On 26/05/2015 15:50, Barclay Jameson wrote:
Thank you for the great explanation Zheng! That definitely shows what I was seeing with the bonnie++ test. What bad things would happen if I modified the config option mds_tick_interval to flush the journal to a second or less?
The MDS does various pieces of housekeeping according to that interval, so setting it extremely low will cause some CPU cycles to be wasted, and flushing the log more often will cause a larger number of smaller IOs to get generated. I would be very surprised if decreasing it to approx 1s was harmful though.
On a busy real world system, other metadata operations will often drive log writes through faster than waiting for a tick.
Does this also mean any custom code written should avoid use of fsync() if writing a large number of files?

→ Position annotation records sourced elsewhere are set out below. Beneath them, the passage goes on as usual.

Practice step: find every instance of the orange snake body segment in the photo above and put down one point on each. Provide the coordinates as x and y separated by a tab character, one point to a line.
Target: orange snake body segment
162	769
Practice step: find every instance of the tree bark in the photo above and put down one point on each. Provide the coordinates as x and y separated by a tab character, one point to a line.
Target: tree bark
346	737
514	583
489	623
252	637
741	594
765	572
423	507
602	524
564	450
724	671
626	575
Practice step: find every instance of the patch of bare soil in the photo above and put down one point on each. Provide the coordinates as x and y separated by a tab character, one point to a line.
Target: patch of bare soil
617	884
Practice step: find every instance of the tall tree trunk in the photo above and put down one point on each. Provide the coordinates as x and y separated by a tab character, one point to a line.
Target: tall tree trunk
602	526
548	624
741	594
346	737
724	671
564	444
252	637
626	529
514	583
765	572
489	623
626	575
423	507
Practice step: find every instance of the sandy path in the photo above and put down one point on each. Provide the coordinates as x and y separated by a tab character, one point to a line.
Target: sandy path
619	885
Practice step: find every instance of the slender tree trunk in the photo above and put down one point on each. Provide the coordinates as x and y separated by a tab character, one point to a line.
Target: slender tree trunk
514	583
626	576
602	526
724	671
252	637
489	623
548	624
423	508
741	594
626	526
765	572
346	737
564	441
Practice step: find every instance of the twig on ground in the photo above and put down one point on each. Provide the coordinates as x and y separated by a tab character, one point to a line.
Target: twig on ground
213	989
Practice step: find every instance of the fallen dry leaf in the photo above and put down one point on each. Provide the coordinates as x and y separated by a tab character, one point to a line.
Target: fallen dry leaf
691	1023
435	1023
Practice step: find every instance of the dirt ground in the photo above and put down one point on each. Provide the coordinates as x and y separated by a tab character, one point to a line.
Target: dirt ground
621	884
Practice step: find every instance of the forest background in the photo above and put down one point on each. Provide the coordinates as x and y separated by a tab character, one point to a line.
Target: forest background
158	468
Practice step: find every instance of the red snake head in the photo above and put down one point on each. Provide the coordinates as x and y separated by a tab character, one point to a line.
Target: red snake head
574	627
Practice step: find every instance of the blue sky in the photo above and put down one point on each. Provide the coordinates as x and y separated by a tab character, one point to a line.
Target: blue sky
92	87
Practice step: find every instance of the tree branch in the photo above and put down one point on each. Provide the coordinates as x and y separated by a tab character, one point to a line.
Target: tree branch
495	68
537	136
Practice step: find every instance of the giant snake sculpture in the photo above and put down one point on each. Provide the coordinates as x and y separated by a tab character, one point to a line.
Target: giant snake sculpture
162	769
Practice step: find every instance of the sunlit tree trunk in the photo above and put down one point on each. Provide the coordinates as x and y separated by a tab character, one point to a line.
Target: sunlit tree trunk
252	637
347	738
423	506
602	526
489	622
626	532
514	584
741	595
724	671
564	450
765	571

You should call it only when your application requires it for consistency, and always expect it to be a high latency operation. Add up the latency from your client to your server and from the server to the disk, and the length of the IO queue on the disk, and then the return leg -- that is the *minimum* time you should expect to wait for an fsync.

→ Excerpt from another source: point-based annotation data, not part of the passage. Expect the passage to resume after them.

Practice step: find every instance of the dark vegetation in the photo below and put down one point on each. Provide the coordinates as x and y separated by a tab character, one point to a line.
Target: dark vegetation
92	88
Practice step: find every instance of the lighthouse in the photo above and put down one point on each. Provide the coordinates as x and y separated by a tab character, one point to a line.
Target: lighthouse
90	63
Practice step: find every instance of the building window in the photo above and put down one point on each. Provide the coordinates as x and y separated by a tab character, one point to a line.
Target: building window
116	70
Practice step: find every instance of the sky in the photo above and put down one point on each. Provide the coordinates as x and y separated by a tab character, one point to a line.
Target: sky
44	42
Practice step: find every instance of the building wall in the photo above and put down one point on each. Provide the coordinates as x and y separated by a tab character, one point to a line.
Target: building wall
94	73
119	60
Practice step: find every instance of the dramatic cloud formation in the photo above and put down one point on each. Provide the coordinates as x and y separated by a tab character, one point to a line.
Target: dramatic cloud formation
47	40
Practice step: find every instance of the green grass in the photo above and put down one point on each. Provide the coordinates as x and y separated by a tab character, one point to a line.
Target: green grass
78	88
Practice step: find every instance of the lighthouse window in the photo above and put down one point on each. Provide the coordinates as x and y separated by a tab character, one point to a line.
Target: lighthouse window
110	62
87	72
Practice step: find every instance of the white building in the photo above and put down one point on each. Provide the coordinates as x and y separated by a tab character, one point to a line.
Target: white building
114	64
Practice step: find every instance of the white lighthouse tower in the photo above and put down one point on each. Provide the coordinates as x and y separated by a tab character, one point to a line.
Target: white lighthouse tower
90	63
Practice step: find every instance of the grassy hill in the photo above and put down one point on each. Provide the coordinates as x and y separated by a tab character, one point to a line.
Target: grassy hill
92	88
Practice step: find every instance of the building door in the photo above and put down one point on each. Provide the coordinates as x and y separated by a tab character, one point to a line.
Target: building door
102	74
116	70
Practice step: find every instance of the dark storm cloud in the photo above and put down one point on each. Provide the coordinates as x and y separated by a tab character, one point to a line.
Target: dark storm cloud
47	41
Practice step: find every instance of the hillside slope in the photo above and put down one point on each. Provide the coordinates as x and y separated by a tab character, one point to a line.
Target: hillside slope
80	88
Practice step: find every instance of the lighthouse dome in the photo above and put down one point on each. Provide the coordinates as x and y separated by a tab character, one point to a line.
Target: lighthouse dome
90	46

For example, a real world workload creating N files in a directory would hopefully call fsync on the directory once at the end, rather than in between every file, unless you really do need to be sure that the dentry for the preceding file will be persistent before you start writing the next file.
Sometimes it's easier to reason about it in terms of concurrency: if you have a bunch of IOs that you could safely run in parallel in a thread each, then you shouldn't be fsyncing between them, just at the point you join them.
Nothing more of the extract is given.